Pertama, Pemprov telah berinvestasi banyak ke areal Gurindam 12 lewat skema APBD tahun jamak. Kedua, ada potensi duit depan mata belum tergarap. Ketiga, kejar setoran agar APBD 2025 tak tersandera defisit akibat dana transfer APBN meleset. Keempat, restu Pemko Tanjungpinang lewat kongsi. Terakhir, retribusi Pemprov Kepri belum maksimal tergarap.

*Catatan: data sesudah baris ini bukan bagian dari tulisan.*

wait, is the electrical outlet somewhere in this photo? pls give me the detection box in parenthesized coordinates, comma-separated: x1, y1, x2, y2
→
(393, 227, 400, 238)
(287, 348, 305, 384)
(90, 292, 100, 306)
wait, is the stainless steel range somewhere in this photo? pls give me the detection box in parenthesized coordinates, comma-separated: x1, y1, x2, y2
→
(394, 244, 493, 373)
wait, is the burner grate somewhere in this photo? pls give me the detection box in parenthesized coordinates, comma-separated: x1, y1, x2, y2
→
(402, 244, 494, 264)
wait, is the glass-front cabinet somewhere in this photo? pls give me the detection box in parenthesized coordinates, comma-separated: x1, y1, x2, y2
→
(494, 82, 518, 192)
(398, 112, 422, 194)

Saran DPRD agar Pemprov menggeber duit dari retribusi labor menjadi sentilan agar Kepri tak menyusu terus-terusan ke pajak kendaraan bermotor. Sebab, lewat skema opsen, duit pajak kendaraan bermotor tak “menginap” lagi ke Pemprov, tapi langsung mengalir juga ke kas kabupaten/kota. Tahun 2025, juga tahun “jatuh tempo” lantaran banyak kewajiban pembiayan Pemprov perlu lunasi.

Termasuk cicilan penyertaan modal ke BUMD Migas syarat dapat participation interest ke Blok Migas di Natuna. Jika melihat realisasi pungutan retribusi ke PAD Kepri, berdasarkan data portal APBD hingga 29 Desember, realisasi retribusi ke PAD sebesar Rp 119,38 miliar, atau 76,56 persen dari target. Praktis, pajak daerah terutama pajak kendaraan bermotor dan turunannya masih menjadi andalan gentong PAD di APBD 2024.

Tak Mau Ribet?

Selain Perda tak mengatur, Pemprov enggan menggarap kantin sekolah lantaran retribusi kios di areal Gurindam 12 lebih cepat tereksekusi. Dalih pembenarnya, penataan parkiran dan rencana Pemko menjadikan lokasi sentra PKL dan UKM. Kongsi Pemprov dan Pemko menyediakan kontainer PKL/UMKM jualan menjadi investasi keduanya sebelum memungut retribusi sesuai kewenangan.

Yakni, sewa kios ke kantong Pemprov, dan pungutan parkir ke Pemko. Beda dengan pajak, retribusi perlu investasi dari Pemda. Karena retribusi bersifat imbal jasa, alias resiprokal. Padahal, dengan jumlah sekolah dan OPD, tak sedikit potensi duit retribusi kantin di depan mata. Pasar kantin juga jelas. Risiko bergaduh dengan publik juga terbilang kecil.

DPRD Jakarta bahkan sempat berangan menjadikan kantin sekolah sumber PAD di APBD mereka. Kurang besar apa APBD Jakarta, meskipun belakangan wacana tadi menuai kritik, dibanding Kepri. Selain lebih kecil risiko bergaduh dengan publik, juga tak perlu sharing dengan pihak lain. Nilai minus kantin hanya pernah menjadi temuan BPK, meskipun penyewaan kantin terbilang sukses menjadi andalan sekolah menambal kebutuhan operasional mereka.